Scientific publications
The wave function of relativistic electron moving in a uniform electric field
Fritz Sauter, Milton Plesset and Vernon Myers solved the Dirac equation for the case of a uniform electric field. Their solutions have the following disadvanteges.
- One can easily prove that non-stationary are all solutions of the Dirac equation for the motion of a charged particle in a uniform electrostatic field of infinite extent.
- The uniform electric field is used in electrostatic accelerators where accelerated particles behave almost like the free ones. They easily pass through accelerating tube and are easily focused. That is why one could expect a bispinor representing the Dirac particle moving in that field should resemble the free bispinor.
Therefore, I present another solution to that equation.
Can quantum particle move along classical trajectory?

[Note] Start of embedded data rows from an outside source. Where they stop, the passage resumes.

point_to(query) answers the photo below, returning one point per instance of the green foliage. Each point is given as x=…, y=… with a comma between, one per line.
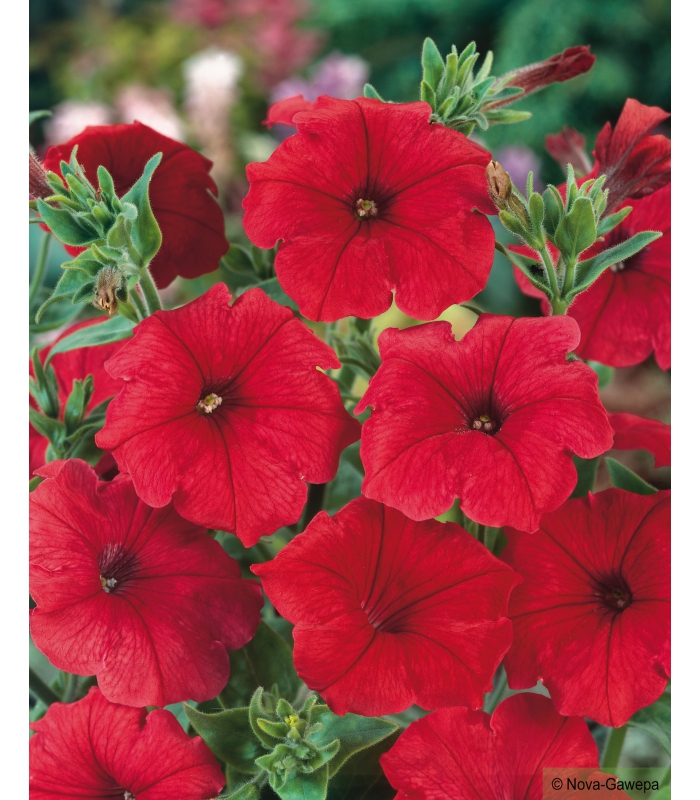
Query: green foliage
x=296, y=750
x=265, y=661
x=623, y=478
x=656, y=720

While I still were a student I had noticed that if the free electron could move along classical trajectory then thanks to the fact that such an object could exist in a given moment of time t only at one position r(t) would disappear the problem of normalization of free wave function because there would be no sense to perform the following integrals
∫|ψ(r(t))|²d³r and ∫r|ψ(r(t))|²d³r.
The fact that |ψ(r(t))|² is equal to 1 at every point of space would mean that the probability of finding a particle at the point where it is currently located is equal to 1, and at any other 0, not because |ψ(r(t))|² is equal to 0 , but due to the fact that particle possessing trajectory is not allowed to be there. Confirmation of this fact would obviously change wave function interpretation. But how to prove that?
On the Search for Stationary States in Quantum Mechanics
Among the works on relativistic quantum mechanics, we found a few, upon reading which, one can have an impression that physicists have become so used to the existence of stationary states that they are convinced that there are stationary states in any electromagnetic field. Unfortunately, this is not true.
Perhaps this can be explained by the fact that a significant part of experimental research in quantum physics concerns atoms whose states are solutions of quantum equations for the Coulomb field, about which we know from experience that it has stationary states.
However, a mathematical proof of this fact in the case of the Dirac equation for the hydrogen atom is not trivial, and some of its mathematical details that are especially complex are omitted in the majority of quantum mechanics textbooks.
Moreover, some of these textbooks superficially present the method of finding stationary states, which may make physicists feel that this task for the Dirac equation is straightforward. But this is not true.